When you’re not running…
So, what happens when you have no marathon scheduled for the day, and you just want to drink a pop with your meal? Is that a bad thing?
Not necessarily. With a number of other things that are not-so-healthy for you, eating or drinking them in moderate amounts means they’re nowhere near as hazardous to your health as they would’ve been had you overdone things. A cupcake, for instance, probably won’t cause major weight gain, but if you eat a dozen a day, you might gain considerably and quickly. Just the same, one pop every once in a while has limited opportunity to cause health problems for you.

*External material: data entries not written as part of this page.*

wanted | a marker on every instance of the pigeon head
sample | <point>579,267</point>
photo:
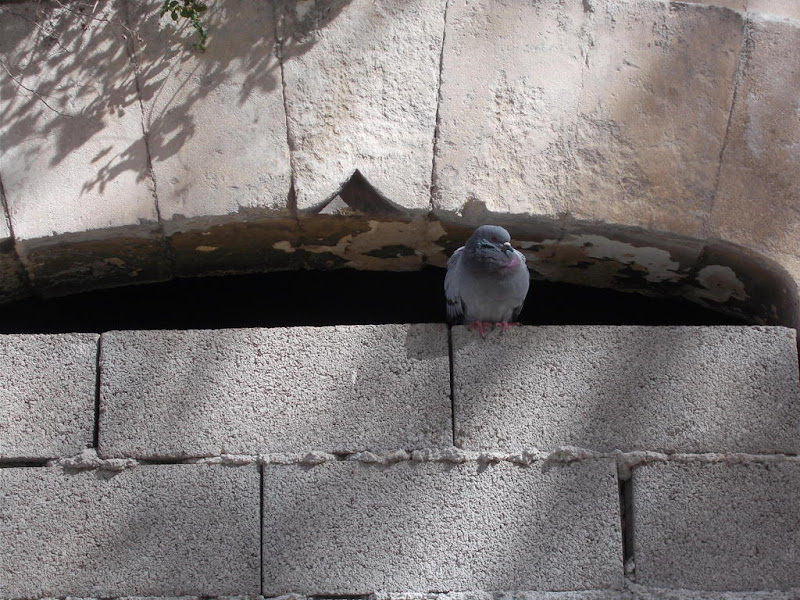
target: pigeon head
<point>491,245</point>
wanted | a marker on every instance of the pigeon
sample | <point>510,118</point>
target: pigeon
<point>486,281</point>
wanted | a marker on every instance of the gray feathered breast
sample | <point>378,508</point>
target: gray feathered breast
<point>487,280</point>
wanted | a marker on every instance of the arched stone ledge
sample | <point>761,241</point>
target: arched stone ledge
<point>645,145</point>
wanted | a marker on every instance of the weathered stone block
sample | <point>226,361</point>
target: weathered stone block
<point>717,526</point>
<point>610,111</point>
<point>352,528</point>
<point>154,530</point>
<point>217,129</point>
<point>74,161</point>
<point>251,391</point>
<point>653,114</point>
<point>361,94</point>
<point>670,389</point>
<point>759,184</point>
<point>511,81</point>
<point>47,394</point>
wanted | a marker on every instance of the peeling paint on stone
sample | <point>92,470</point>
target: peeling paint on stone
<point>720,284</point>
<point>385,245</point>
<point>654,263</point>
<point>284,245</point>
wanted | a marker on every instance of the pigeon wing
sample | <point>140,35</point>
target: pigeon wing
<point>452,287</point>
<point>522,283</point>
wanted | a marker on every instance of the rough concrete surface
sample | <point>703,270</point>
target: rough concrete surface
<point>351,528</point>
<point>361,81</point>
<point>215,119</point>
<point>781,9</point>
<point>630,591</point>
<point>152,530</point>
<point>668,389</point>
<point>717,526</point>
<point>756,203</point>
<point>251,391</point>
<point>47,394</point>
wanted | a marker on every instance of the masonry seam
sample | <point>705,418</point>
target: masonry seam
<point>626,526</point>
<point>452,385</point>
<point>434,186</point>
<point>96,432</point>
<point>26,276</point>
<point>737,78</point>
<point>626,461</point>
<point>261,527</point>
<point>168,250</point>
<point>279,22</point>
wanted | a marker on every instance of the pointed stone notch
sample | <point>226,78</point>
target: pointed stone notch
<point>358,197</point>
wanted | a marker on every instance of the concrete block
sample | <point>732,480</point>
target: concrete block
<point>717,526</point>
<point>251,391</point>
<point>216,126</point>
<point>670,389</point>
<point>152,530</point>
<point>361,94</point>
<point>781,9</point>
<point>74,161</point>
<point>352,528</point>
<point>756,203</point>
<point>511,82</point>
<point>47,394</point>
<point>653,114</point>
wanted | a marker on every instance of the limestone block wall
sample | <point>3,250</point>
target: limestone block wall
<point>401,461</point>
<point>646,145</point>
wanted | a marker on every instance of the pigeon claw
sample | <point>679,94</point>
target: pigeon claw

But keep in mind that among the possible drinks available, pop has one of the lowest numbers of health benefits for its drinker. Sure, it’s a liquid, which is something you need to survive. And, yes, that energy boost can come in handy in certain situations. Beyond those factors though, the advantages of drinking pop are few to none in contrast to the wide range of health issues that can be brought on by extended use. These complications can include kidney problems, heart problems, gout, dementia, and diabetes. Will you get diabetes from drinking a pop on occasion? Doubtful! But continued, consistent use does increase the odds for these ailments, which could be seen as too severe of a consequence for a taste you like or a convenient energy boost.

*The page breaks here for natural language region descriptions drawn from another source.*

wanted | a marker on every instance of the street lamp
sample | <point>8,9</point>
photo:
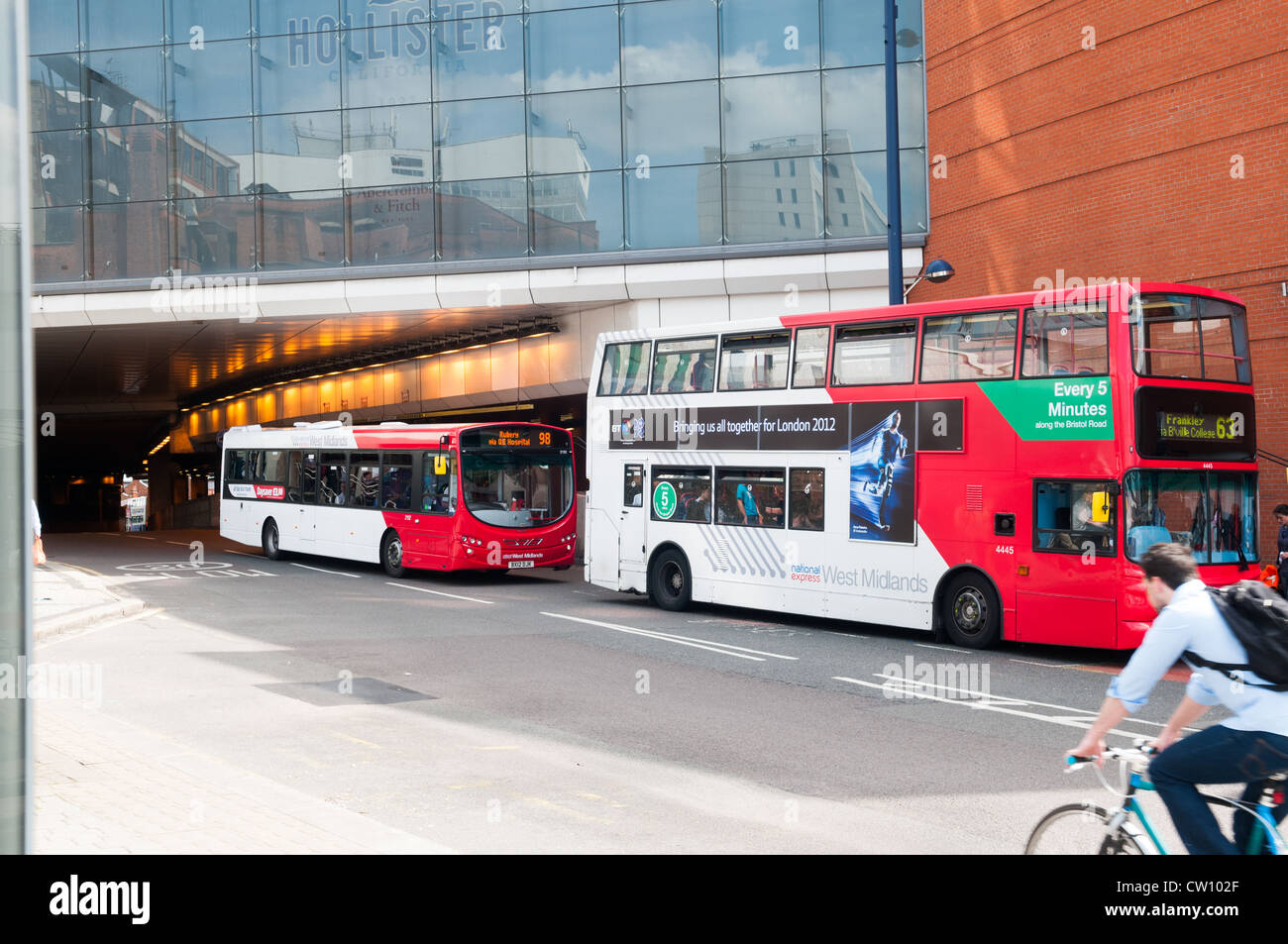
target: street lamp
<point>936,270</point>
<point>894,187</point>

One other physical health consideration from pop is that it also increases the odds of obesity with its high-calorie quality. While people, of course, can still run if they’re medically overweight, the extra pounds could make the process harder to push through, and the gain could negate any weight-management goal that was intended to be reached through running. Again then, pop’s general effects can take a toll on the process in ways that you might want to avoid.
It’s a mental game, too…
Not only can the physical effects from pop impact your run, but the psychological ones can as well. In addition to pop’s ability to create a sense of tiredness after the end of the sugar rush, it’s been linked to depression, and both of these factors can be heavy things to carry with you for your run if you’re only doing so because you can’t bring yourself to give up pop as a too-often drink. For this reason, scaling back your pop intake can prove a good strategy for the sake of being in a good mental state as often as possible when you lace up those running shoes.
The message here is that if you’re going to drink pop, do so in moderation—like when you need those energy boosts—to avoid higher risks of its potential health consequences. With more consistent consumption, the mental and physical risks and complications are significant for runners—and people in general. So while it might be a hard habit to kick, at least think of reeling it in!